Log in

View Full Version : Terminate child support


joshuaff
May 25, 2015, 12:02 PM
In my marriage to my ex-wife she was verbally abusive over 6 years to the point that I could not function. We have 2 children. I didn't have money and her lawyer got me to give away any custody. I have no visitation. I've never committed a crime. I've never really done anything wrong in life except to pick someone who is very manipulative. I have tried for 3 years now to see them and spend time with them, but they are constantly poisoned about me. My 5 year old son asked me "Why do you make bad decisions?" last time I had them. I thought that divorce would make for a healthier situation. It feels like my being in their lives causes their mother to put bad ideas in their heads. My ex-wife earns a good income and lives in a mansion with her parents who also earn. I'm wondering if I'm willing to walk away if New York has any avenue for me to do so and have me either stop child support or pay some minimal amount. This might sound terrible, but I'm just looking at this so that maybe their mother has less horrible things to plant in their heads and maybe life could be more positive. I am just curious about this if it's even a possibility.

cdad
May 25, 2015, 04:46 PM
No not likely unless there were to be an adoption. New York has child support through 21 years of age.

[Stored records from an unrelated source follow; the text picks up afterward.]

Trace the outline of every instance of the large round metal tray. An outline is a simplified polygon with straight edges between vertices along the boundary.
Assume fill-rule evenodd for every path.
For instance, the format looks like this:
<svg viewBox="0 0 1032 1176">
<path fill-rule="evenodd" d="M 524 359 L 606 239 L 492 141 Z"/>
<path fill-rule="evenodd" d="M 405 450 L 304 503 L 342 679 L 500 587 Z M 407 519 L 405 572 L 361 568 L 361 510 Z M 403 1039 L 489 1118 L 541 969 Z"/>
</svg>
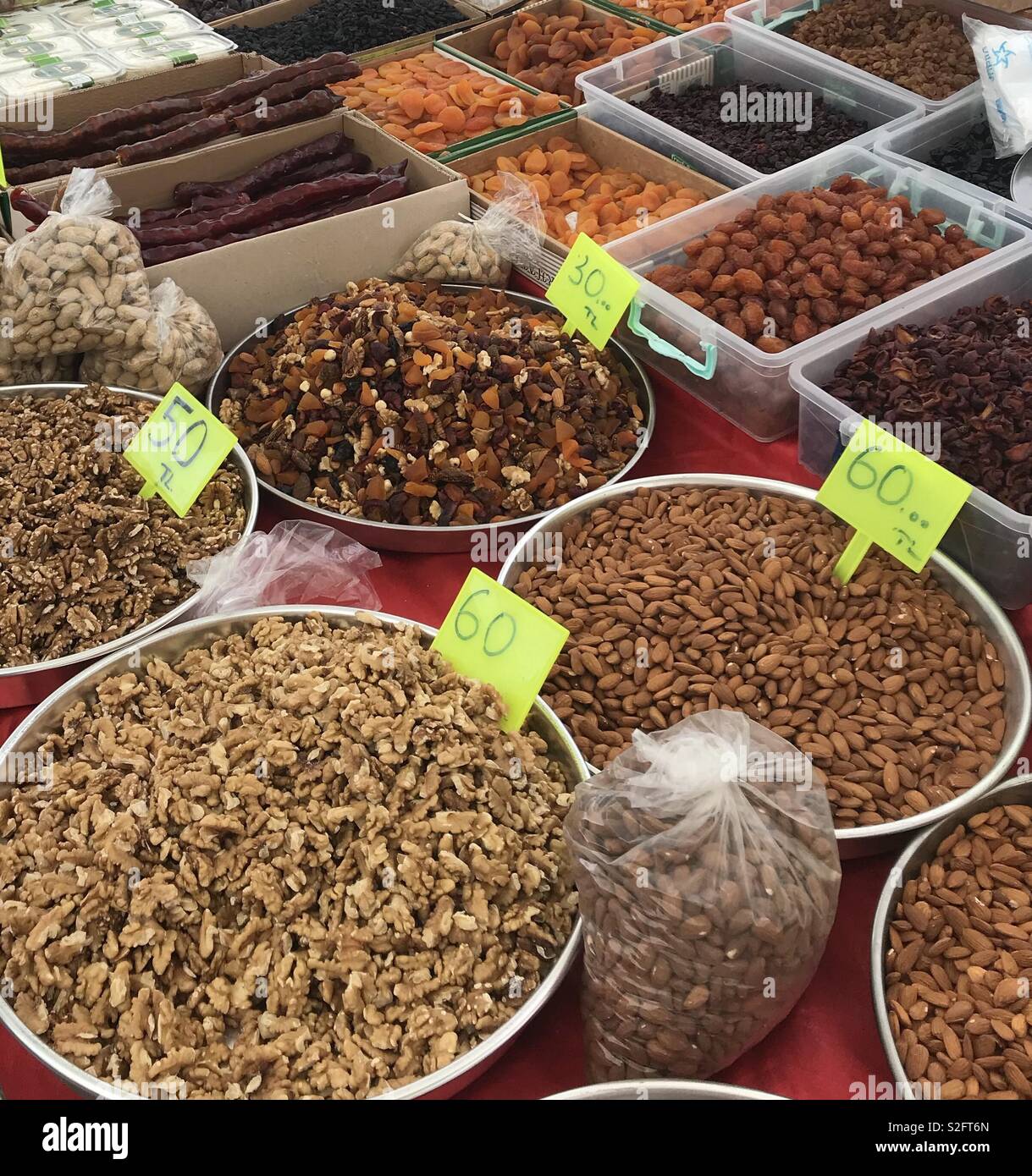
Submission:
<svg viewBox="0 0 1032 1176">
<path fill-rule="evenodd" d="M 86 388 L 85 383 L 21 383 L 0 388 L 0 396 L 39 396 L 40 399 L 53 399 L 64 396 L 74 388 Z M 119 392 L 134 400 L 145 400 L 149 405 L 159 405 L 160 396 L 151 392 L 137 392 L 133 388 L 120 388 L 114 385 L 108 386 L 111 392 Z M 254 530 L 258 520 L 258 482 L 254 470 L 241 446 L 237 445 L 226 459 L 240 474 L 242 483 L 244 509 L 246 512 L 244 529 L 240 537 L 245 539 Z M 141 624 L 138 629 L 115 637 L 113 641 L 105 641 L 93 649 L 84 649 L 76 654 L 67 654 L 65 657 L 54 657 L 51 661 L 33 662 L 28 666 L 2 666 L 0 667 L 0 709 L 6 707 L 31 707 L 46 699 L 62 682 L 87 662 L 104 657 L 115 649 L 121 649 L 128 644 L 137 644 L 159 629 L 167 628 L 186 613 L 192 603 L 197 590 L 192 592 L 186 600 L 181 600 L 167 613 Z"/>
<path fill-rule="evenodd" d="M 936 856 L 939 842 L 947 837 L 958 824 L 963 824 L 976 813 L 983 813 L 997 804 L 1032 804 L 1032 775 L 1007 780 L 988 794 L 983 791 L 978 796 L 972 796 L 973 791 L 974 789 L 961 797 L 964 803 L 959 808 L 941 821 L 937 821 L 931 828 L 924 829 L 903 850 L 888 871 L 888 878 L 874 911 L 874 926 L 871 929 L 871 996 L 874 1001 L 878 1034 L 881 1037 L 881 1045 L 895 1080 L 898 1098 L 917 1098 L 918 1096 L 914 1094 L 914 1088 L 899 1060 L 892 1028 L 888 1023 L 888 1007 L 885 1003 L 885 953 L 888 950 L 888 926 L 895 914 L 895 904 L 899 902 L 905 883 L 918 873 L 925 862 L 930 862 Z M 945 809 L 946 806 L 944 804 L 943 808 Z"/>
<path fill-rule="evenodd" d="M 674 1078 L 646 1078 L 641 1082 L 602 1082 L 548 1095 L 545 1102 L 784 1102 L 781 1095 L 724 1082 L 680 1082 Z"/>
<path fill-rule="evenodd" d="M 464 292 L 478 290 L 482 289 L 482 287 L 460 282 L 442 282 L 441 289 Z M 527 306 L 534 307 L 539 310 L 547 309 L 553 313 L 555 310 L 552 303 L 545 301 L 545 299 L 510 290 L 505 290 L 505 293 L 514 302 L 525 302 Z M 297 312 L 307 305 L 307 302 L 302 302 L 301 306 L 295 306 L 292 310 L 285 310 L 282 314 L 277 315 L 277 318 L 264 327 L 261 332 L 254 332 L 246 339 L 241 339 L 235 347 L 226 353 L 226 358 L 222 360 L 219 370 L 212 376 L 212 382 L 208 386 L 208 408 L 215 414 L 215 416 L 219 415 L 219 408 L 228 394 L 229 365 L 233 360 L 237 359 L 241 352 L 247 352 L 255 343 L 269 339 L 278 330 L 281 330 L 293 320 Z M 645 432 L 641 434 L 638 449 L 632 455 L 627 465 L 610 479 L 607 485 L 612 485 L 613 482 L 627 476 L 645 453 L 648 447 L 648 442 L 652 440 L 652 432 L 655 427 L 655 396 L 653 395 L 652 382 L 646 375 L 645 368 L 638 362 L 637 359 L 634 359 L 631 352 L 615 340 L 610 341 L 608 349 L 619 358 L 620 363 L 624 366 L 624 370 L 634 385 L 634 388 L 638 390 L 642 412 L 645 413 L 645 420 L 642 421 Z M 492 535 L 498 532 L 515 529 L 525 530 L 527 527 L 533 526 L 539 519 L 545 517 L 548 513 L 540 510 L 537 514 L 524 515 L 520 519 L 511 519 L 506 522 L 478 523 L 472 527 L 415 527 L 410 523 L 374 522 L 371 519 L 362 519 L 357 515 L 342 515 L 337 510 L 327 510 L 324 507 L 317 507 L 312 502 L 302 502 L 293 497 L 293 495 L 278 489 L 264 477 L 259 476 L 258 482 L 266 494 L 275 496 L 285 505 L 287 508 L 284 512 L 285 514 L 293 516 L 300 515 L 306 519 L 314 519 L 317 522 L 328 523 L 331 527 L 338 527 L 340 530 L 348 535 L 353 535 L 366 546 L 379 548 L 385 552 L 420 552 L 424 554 L 434 552 L 468 552 L 470 543 L 474 535 Z"/>
<path fill-rule="evenodd" d="M 619 486 L 604 486 L 601 489 L 586 494 L 582 499 L 553 510 L 532 530 L 524 535 L 512 555 L 505 561 L 498 574 L 499 583 L 512 588 L 520 572 L 527 563 L 525 553 L 533 550 L 541 542 L 540 536 L 554 535 L 562 530 L 571 519 L 591 514 L 595 508 L 613 502 L 638 489 L 668 489 L 674 486 L 688 487 L 740 487 L 758 494 L 778 494 L 783 497 L 805 499 L 812 502 L 817 492 L 792 482 L 775 482 L 765 477 L 746 477 L 737 474 L 670 474 L 661 477 L 641 477 L 637 481 L 621 482 Z M 538 549 L 541 549 L 540 547 Z M 937 552 L 930 561 L 936 579 L 950 592 L 953 599 L 966 609 L 972 620 L 981 626 L 993 642 L 997 653 L 1007 673 L 1005 714 L 1007 733 L 1004 746 L 991 771 L 970 788 L 966 793 L 946 804 L 904 817 L 886 824 L 865 826 L 858 829 L 837 829 L 835 841 L 839 855 L 847 857 L 865 857 L 870 854 L 884 854 L 903 844 L 917 829 L 946 818 L 958 813 L 970 800 L 984 796 L 991 788 L 1003 781 L 1021 750 L 1032 722 L 1032 677 L 1028 673 L 1028 660 L 1021 640 L 1014 632 L 1007 615 L 992 600 L 988 593 L 959 564 Z"/>
<path fill-rule="evenodd" d="M 132 650 L 113 653 L 95 666 L 91 666 L 81 674 L 78 674 L 71 682 L 67 682 L 61 689 L 51 695 L 46 702 L 36 707 L 15 728 L 4 747 L 0 748 L 0 762 L 8 762 L 8 757 L 13 753 L 34 754 L 39 748 L 41 739 L 56 729 L 56 724 L 65 710 L 73 703 L 88 699 L 96 684 L 112 674 L 139 674 L 140 667 L 146 666 L 154 657 L 173 662 L 186 653 L 187 649 L 207 643 L 217 637 L 226 636 L 229 633 L 246 632 L 249 626 L 264 616 L 284 616 L 300 620 L 313 613 L 319 613 L 321 616 L 328 617 L 340 626 L 360 624 L 369 619 L 377 619 L 387 626 L 414 626 L 425 634 L 427 644 L 437 634 L 437 629 L 427 624 L 394 616 L 391 613 L 374 613 L 339 607 L 317 608 L 311 604 L 275 606 L 248 609 L 240 613 L 227 613 L 214 617 L 197 617 L 178 624 L 173 629 L 155 634 L 146 641 L 135 643 Z M 574 786 L 587 775 L 587 764 L 566 728 L 541 699 L 534 702 L 526 726 L 540 734 L 547 742 L 550 755 L 562 768 L 570 781 L 572 791 Z M 575 922 L 570 938 L 557 956 L 545 978 L 527 997 L 526 1003 L 505 1024 L 495 1029 L 479 1045 L 457 1057 L 454 1062 L 442 1067 L 435 1074 L 430 1074 L 426 1077 L 418 1078 L 415 1082 L 411 1082 L 407 1085 L 399 1087 L 397 1090 L 377 1097 L 406 1100 L 422 1097 L 447 1098 L 461 1090 L 462 1087 L 467 1085 L 492 1063 L 497 1062 L 514 1038 L 526 1028 L 527 1023 L 541 1010 L 559 988 L 579 949 L 580 920 Z M 0 1023 L 9 1030 L 22 1048 L 28 1050 L 38 1061 L 42 1062 L 62 1082 L 67 1083 L 76 1095 L 86 1098 L 114 1100 L 140 1097 L 139 1095 L 113 1087 L 94 1077 L 92 1074 L 87 1074 L 85 1070 L 80 1070 L 78 1065 L 64 1058 L 19 1020 L 12 1004 L 2 997 L 0 997 Z"/>
</svg>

Your only real option is to go back to court and try to gain some type of custody and keep fighting for more. Other then that you could try getting a parental evaluation done if she is really doing what your stating here. That should get to the bottom of things.

stinawords
May 25, 2015, 05:56 PM
You can go back to court to ask for visitation. If you have a visitation order then you wouldn't have to fight so hard to spend time with them it would already be court ordered. As far as the support goes plan on paying it. If you had a significant reduction in your income you can go back to court to have it modified. Is the mother remarried to a man that wants to adopt the children? That would be the only way I see the support being terminated.

talaniman
May 25, 2015, 06:11 PM
Sorry you got such a rotten divorce decision, they had money for a lawyer, you didn't, but if you think walking away will make your ex a better person, forget it. You probably will give her even more ammo to use against you.

You needed a lawyer before, you really do need one NOW, or you can never get anywhere in court, or with your kids. It may be years before they even understand and can form their own opinion of you, based on your actions, and not your exes words.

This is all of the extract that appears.